The type of treatment of the patients at the time of conception, and its continuation during pregnancy, does not show differences between the groups adherent and non-adherent to the therapeutic plan (p= 0.631), nor does it seem to be related to worse conceptional outcomes as the most recent evidence shows today. Thiopurines, classically reviled and withdrawn from the therapeutic plan, have been shown to be safe during pregnancy, as demonstrated in the study published by Casanova et al.[29] where 187 pregnant women exposed to thiopurines were retrospectively analyzed and compared with a group of 318 non-exposed patients, without finding an increased risk of complications in pregnancy or in the newborn.
Aminosalicylates, including mesalazine and sulfasalazine, show a very high safety profile and there is ample evidence to support maintaining them throughout pregnancy[30].
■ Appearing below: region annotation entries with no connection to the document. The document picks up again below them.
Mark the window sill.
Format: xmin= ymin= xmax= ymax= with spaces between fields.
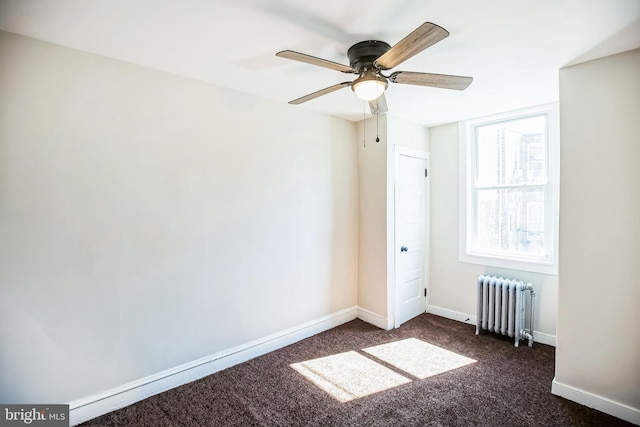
xmin=458 ymin=252 xmax=558 ymax=276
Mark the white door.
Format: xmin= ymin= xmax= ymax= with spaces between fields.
xmin=395 ymin=147 xmax=429 ymax=328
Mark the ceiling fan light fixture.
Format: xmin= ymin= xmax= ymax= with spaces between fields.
xmin=351 ymin=74 xmax=387 ymax=101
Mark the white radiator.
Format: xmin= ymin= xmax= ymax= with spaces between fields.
xmin=476 ymin=275 xmax=535 ymax=347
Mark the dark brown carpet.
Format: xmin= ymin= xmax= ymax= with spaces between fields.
xmin=83 ymin=314 xmax=632 ymax=427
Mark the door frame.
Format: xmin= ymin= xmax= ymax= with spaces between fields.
xmin=387 ymin=145 xmax=431 ymax=329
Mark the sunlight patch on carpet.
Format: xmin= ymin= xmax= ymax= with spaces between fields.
xmin=291 ymin=338 xmax=476 ymax=402
xmin=363 ymin=338 xmax=476 ymax=379
xmin=291 ymin=351 xmax=411 ymax=402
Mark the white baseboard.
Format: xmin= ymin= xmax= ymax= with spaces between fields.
xmin=358 ymin=307 xmax=393 ymax=331
xmin=427 ymin=305 xmax=476 ymax=325
xmin=69 ymin=306 xmax=360 ymax=426
xmin=551 ymin=378 xmax=640 ymax=425
xmin=427 ymin=305 xmax=556 ymax=347
xmin=533 ymin=331 xmax=556 ymax=347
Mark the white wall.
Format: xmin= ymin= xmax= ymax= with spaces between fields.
xmin=0 ymin=32 xmax=358 ymax=403
xmin=427 ymin=123 xmax=558 ymax=344
xmin=356 ymin=115 xmax=389 ymax=320
xmin=554 ymin=49 xmax=640 ymax=424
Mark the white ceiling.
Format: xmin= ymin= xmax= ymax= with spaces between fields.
xmin=0 ymin=0 xmax=640 ymax=126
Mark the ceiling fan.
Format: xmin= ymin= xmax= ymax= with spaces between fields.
xmin=276 ymin=22 xmax=473 ymax=115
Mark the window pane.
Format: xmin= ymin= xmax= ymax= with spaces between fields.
xmin=475 ymin=115 xmax=547 ymax=187
xmin=476 ymin=188 xmax=545 ymax=256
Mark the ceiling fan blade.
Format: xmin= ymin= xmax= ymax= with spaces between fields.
xmin=389 ymin=71 xmax=473 ymax=90
xmin=373 ymin=22 xmax=449 ymax=70
xmin=276 ymin=50 xmax=355 ymax=73
xmin=289 ymin=82 xmax=351 ymax=105
xmin=369 ymin=93 xmax=389 ymax=116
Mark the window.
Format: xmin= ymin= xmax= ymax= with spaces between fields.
xmin=460 ymin=105 xmax=559 ymax=274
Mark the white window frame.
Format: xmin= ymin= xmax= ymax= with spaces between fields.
xmin=458 ymin=103 xmax=560 ymax=275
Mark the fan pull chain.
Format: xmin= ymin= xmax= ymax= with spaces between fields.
xmin=376 ymin=105 xmax=380 ymax=142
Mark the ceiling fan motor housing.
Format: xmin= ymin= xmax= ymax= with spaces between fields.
xmin=347 ymin=40 xmax=391 ymax=74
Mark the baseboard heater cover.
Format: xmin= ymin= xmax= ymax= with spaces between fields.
xmin=476 ymin=274 xmax=535 ymax=347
Similarly, the review and meta-analysis carried out by Nielsen et al.[31] analyzing 48 studies and more than 6900 patients, concluded that Anti-TNF drugs (Adalimumab, Infliximab, Certolizumab and Golimumab), Anti-integrins (Vedolizumab) and Anti-Interleukins 12/23 (Ustekinumab), used in pregnancy, did not increase adverse events during pregnancy or in the newborn compared to the general population.
The use of corticosteroids (budesonide, prednisone, prednisolone) during pregnancy is framed within the control of the disease flare, recommending their use just long enough to control inflammatory activity. Results of the PIANO[32] study, which analyzed more than 1400 pregnancies, show that the offspring of mothers exposed to corticosteroids had more frequent preterm births, low birth weight or more intensive care admissions than the offspring of non-exposed mothers.
The use of antibiotics in IBD is usually limited to the treatment of perianal disease, pouchitis or abdominal sepsis, the most commonly used being cripofloxacin and metronidazole. The use of metronidazole is safe during pregnancy, according to the review published by Sheehy et al[33]. In contrast, ciprofloxacin is associated with musculoskeletal abnormalities in animals, and its use in the first trimester of pregnancy should be avoided despite data from a recent meta-analysis[34] that showed consistent data on the safety of its use in pregnancy.
The drugs to avoid during pregnancy are those that have demonstrated teratogenic potency or those for which there are still insufficient safety data in humans, being contraindicated by the ECCO clinical practice guideline during pregnancy and lactation: Methotrexate, Tofacitinib, Upadacitinib, Filgotinib and Ozanimod.
We would like to highlight the sample size and the retrospective nature of the study as its main limitations.
In our study we have found differences between groups in terms of the presence of flares and fetal birth weight, highlighting the importance of inflammatory activity on gestation. This importance is reinforced by the higher incidence of miscarriages in patients with mild-moderate inflammatory activity compared to patients in remission, where no pregnancy termination was recorded.
For all these reasons, both the data obtained in our study and those offered by the literature support the idea that it is not so important the type of treatment the patient is receiving before pregnancy, but rather that this treatment satisfactorily controls the activity of the disease. To this end, preconception counseling and the establishment of a therapeutic plan agreed upon with the patient should be a primary objective.
It is our role as physicians treating patients with IBD of gestational age to raise awareness of the importance of disease control, adherence to treatment and close follow-up during pregnancy.